On Schweser pages 182-187, there are some examples showing us the calculations on interest rate calls vs puts.
First, on interest rate calls, they use an example where the loan is $5 million and there is an interest rate call option for $8k premium. They adjust this premium for the options maturity (i.e. calculate its FV) and say that the net amount to be borrowed after the option would be ~$4,99 million. So, in my understanding, the borrower would receive the $5 million loan but would have paid the $8k option adjusted for FV.
Then, on interest rate puts they say that the lender provides the borrower with $5 million + the FV of the put premium. So, it’d be around ~$5.01 million.
SO, which amount is actually being borrowed/lent? I’m confused.
They should state in each question whether is subject borrower or lender. Put option protects lender, call option protects borrower. Sometimes, subject, lender (or borrower in same cases) may construct a collar which purpose is offset the cost of premium partially or in full. Collar might not be exactly zero cost if shorted option expires ITM in case the subject would have cash outflow.
I checked. Each sentence in each sample starts with something like this “The firm wants to borrow” or “The Bank will lend”. The collar should be in the last example.

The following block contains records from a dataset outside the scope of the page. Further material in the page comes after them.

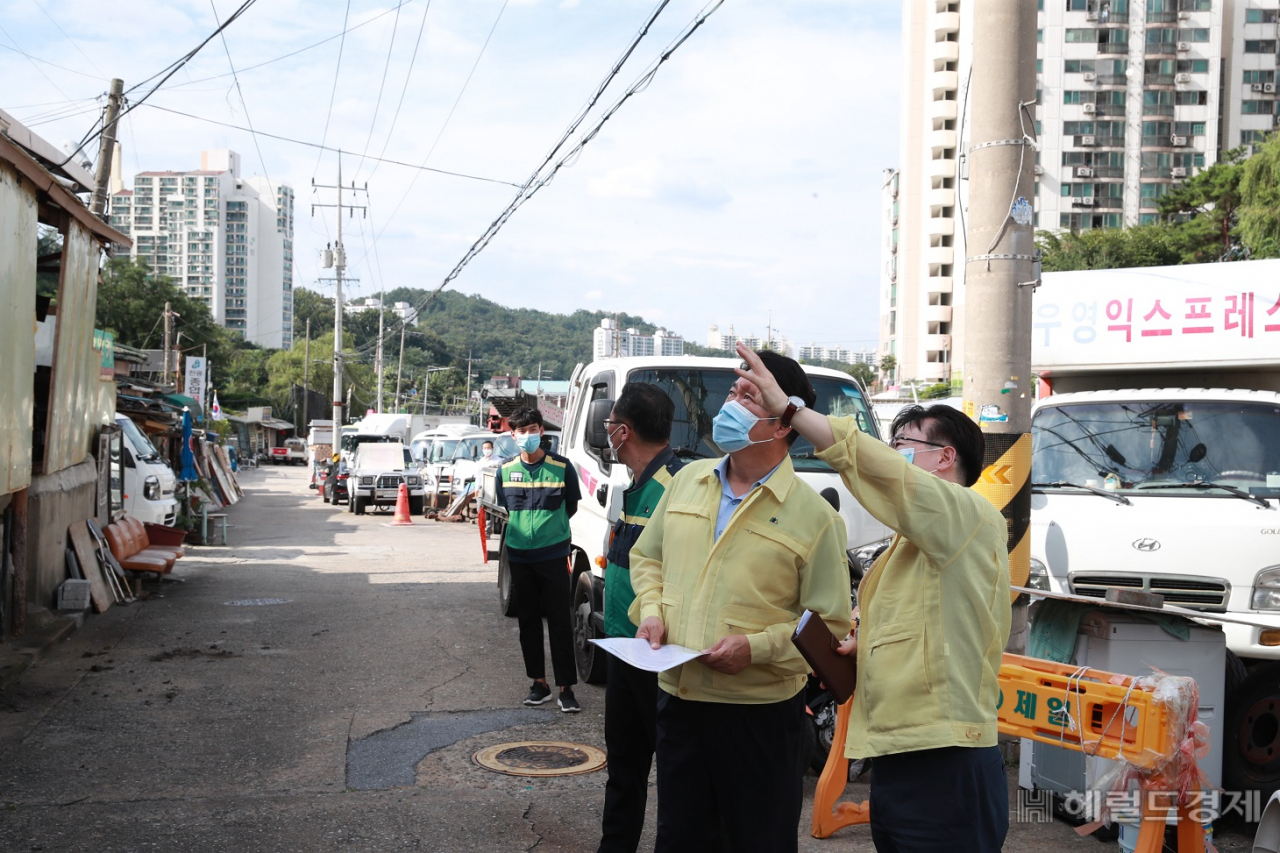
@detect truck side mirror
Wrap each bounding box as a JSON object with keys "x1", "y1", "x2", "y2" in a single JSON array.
[{"x1": 585, "y1": 398, "x2": 616, "y2": 452}]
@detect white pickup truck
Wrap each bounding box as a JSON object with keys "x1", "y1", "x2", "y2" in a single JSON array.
[
  {"x1": 479, "y1": 354, "x2": 890, "y2": 684},
  {"x1": 1030, "y1": 260, "x2": 1280, "y2": 799},
  {"x1": 347, "y1": 442, "x2": 425, "y2": 516}
]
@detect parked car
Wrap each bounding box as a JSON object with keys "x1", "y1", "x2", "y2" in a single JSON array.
[
  {"x1": 322, "y1": 460, "x2": 349, "y2": 505},
  {"x1": 347, "y1": 442, "x2": 424, "y2": 515}
]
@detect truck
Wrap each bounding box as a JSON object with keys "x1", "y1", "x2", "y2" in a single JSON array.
[
  {"x1": 115, "y1": 414, "x2": 179, "y2": 526},
  {"x1": 346, "y1": 441, "x2": 425, "y2": 515},
  {"x1": 306, "y1": 419, "x2": 335, "y2": 468},
  {"x1": 339, "y1": 413, "x2": 436, "y2": 463},
  {"x1": 479, "y1": 354, "x2": 891, "y2": 685},
  {"x1": 1028, "y1": 259, "x2": 1280, "y2": 799}
]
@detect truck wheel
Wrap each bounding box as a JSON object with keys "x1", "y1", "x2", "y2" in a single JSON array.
[
  {"x1": 322, "y1": 489, "x2": 330, "y2": 504},
  {"x1": 408, "y1": 496, "x2": 424, "y2": 516},
  {"x1": 354, "y1": 496, "x2": 366, "y2": 515},
  {"x1": 498, "y1": 540, "x2": 518, "y2": 618},
  {"x1": 573, "y1": 571, "x2": 607, "y2": 685},
  {"x1": 1224, "y1": 659, "x2": 1280, "y2": 804}
]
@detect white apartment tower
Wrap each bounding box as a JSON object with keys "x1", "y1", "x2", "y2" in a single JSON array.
[
  {"x1": 108, "y1": 150, "x2": 295, "y2": 349},
  {"x1": 881, "y1": 0, "x2": 1278, "y2": 387},
  {"x1": 591, "y1": 317, "x2": 684, "y2": 359}
]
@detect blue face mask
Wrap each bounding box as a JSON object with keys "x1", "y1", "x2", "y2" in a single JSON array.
[
  {"x1": 898, "y1": 447, "x2": 916, "y2": 464},
  {"x1": 712, "y1": 400, "x2": 778, "y2": 453},
  {"x1": 516, "y1": 432, "x2": 542, "y2": 454}
]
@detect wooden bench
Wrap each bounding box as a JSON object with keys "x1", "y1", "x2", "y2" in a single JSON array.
[{"x1": 103, "y1": 518, "x2": 186, "y2": 577}]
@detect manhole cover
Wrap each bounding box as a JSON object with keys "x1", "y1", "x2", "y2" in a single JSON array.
[
  {"x1": 223, "y1": 598, "x2": 292, "y2": 606},
  {"x1": 473, "y1": 741, "x2": 607, "y2": 777}
]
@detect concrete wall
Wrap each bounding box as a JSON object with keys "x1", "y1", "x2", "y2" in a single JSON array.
[{"x1": 26, "y1": 459, "x2": 97, "y2": 609}]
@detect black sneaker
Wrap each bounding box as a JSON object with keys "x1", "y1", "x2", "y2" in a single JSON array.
[
  {"x1": 557, "y1": 689, "x2": 581, "y2": 714},
  {"x1": 523, "y1": 681, "x2": 552, "y2": 706}
]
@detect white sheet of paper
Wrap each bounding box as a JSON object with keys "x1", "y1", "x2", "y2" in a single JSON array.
[{"x1": 588, "y1": 638, "x2": 704, "y2": 673}]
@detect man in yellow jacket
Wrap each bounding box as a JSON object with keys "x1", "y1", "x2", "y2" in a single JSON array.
[
  {"x1": 735, "y1": 342, "x2": 1011, "y2": 853},
  {"x1": 629, "y1": 350, "x2": 852, "y2": 853}
]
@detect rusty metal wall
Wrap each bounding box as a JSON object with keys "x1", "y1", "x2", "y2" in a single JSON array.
[
  {"x1": 44, "y1": 220, "x2": 100, "y2": 474},
  {"x1": 0, "y1": 160, "x2": 37, "y2": 495}
]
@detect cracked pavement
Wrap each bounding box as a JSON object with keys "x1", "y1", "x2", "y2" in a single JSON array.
[{"x1": 1, "y1": 465, "x2": 1251, "y2": 851}]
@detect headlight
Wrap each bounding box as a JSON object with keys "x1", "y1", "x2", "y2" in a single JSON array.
[
  {"x1": 144, "y1": 475, "x2": 160, "y2": 501},
  {"x1": 1252, "y1": 566, "x2": 1280, "y2": 610},
  {"x1": 851, "y1": 537, "x2": 893, "y2": 573},
  {"x1": 1027, "y1": 557, "x2": 1051, "y2": 592},
  {"x1": 360, "y1": 476, "x2": 374, "y2": 486},
  {"x1": 405, "y1": 476, "x2": 420, "y2": 486}
]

But my question is about the loan amount. In one example they say its less than 5 million, while in the other by adding the cost of the put it becomes more than 5 million. It makes no sense to me.

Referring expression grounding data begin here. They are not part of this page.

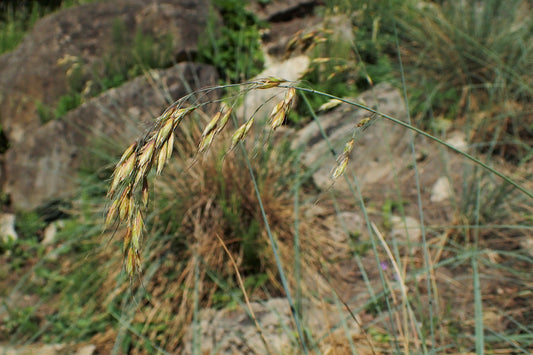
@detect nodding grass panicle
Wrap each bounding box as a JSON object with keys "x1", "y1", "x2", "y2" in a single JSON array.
[
  {"x1": 105, "y1": 79, "x2": 370, "y2": 278},
  {"x1": 268, "y1": 87, "x2": 296, "y2": 130},
  {"x1": 330, "y1": 113, "x2": 378, "y2": 181}
]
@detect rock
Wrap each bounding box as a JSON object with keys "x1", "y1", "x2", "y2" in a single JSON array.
[
  {"x1": 250, "y1": 0, "x2": 318, "y2": 22},
  {"x1": 431, "y1": 176, "x2": 453, "y2": 203},
  {"x1": 0, "y1": 0, "x2": 211, "y2": 145},
  {"x1": 42, "y1": 220, "x2": 65, "y2": 246},
  {"x1": 0, "y1": 344, "x2": 65, "y2": 355},
  {"x1": 390, "y1": 215, "x2": 422, "y2": 245},
  {"x1": 239, "y1": 55, "x2": 310, "y2": 122},
  {"x1": 293, "y1": 83, "x2": 409, "y2": 193},
  {"x1": 0, "y1": 343, "x2": 94, "y2": 355},
  {"x1": 76, "y1": 344, "x2": 96, "y2": 355},
  {"x1": 445, "y1": 130, "x2": 468, "y2": 151},
  {"x1": 4, "y1": 63, "x2": 218, "y2": 210},
  {"x1": 321, "y1": 212, "x2": 365, "y2": 260},
  {"x1": 182, "y1": 297, "x2": 360, "y2": 355},
  {"x1": 0, "y1": 213, "x2": 17, "y2": 243}
]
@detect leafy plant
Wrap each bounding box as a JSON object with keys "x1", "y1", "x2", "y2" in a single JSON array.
[{"x1": 197, "y1": 0, "x2": 265, "y2": 83}]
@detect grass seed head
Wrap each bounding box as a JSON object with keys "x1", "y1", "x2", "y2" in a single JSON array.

Just to add to what Flashback mentioned, as interest rate calls benefit the borrower and interest rate puts benefit the lender, so in the first case, borrower has to make a premium payment to get the benefit of the interest rate calls and hence his net borrowing amount is reduced by option’s adjusted premium value, whereas in the second case, the lender has to make a premium payment to get the benefit of interest rate put and hence his net outflow is increased by option’s adjusted premium value.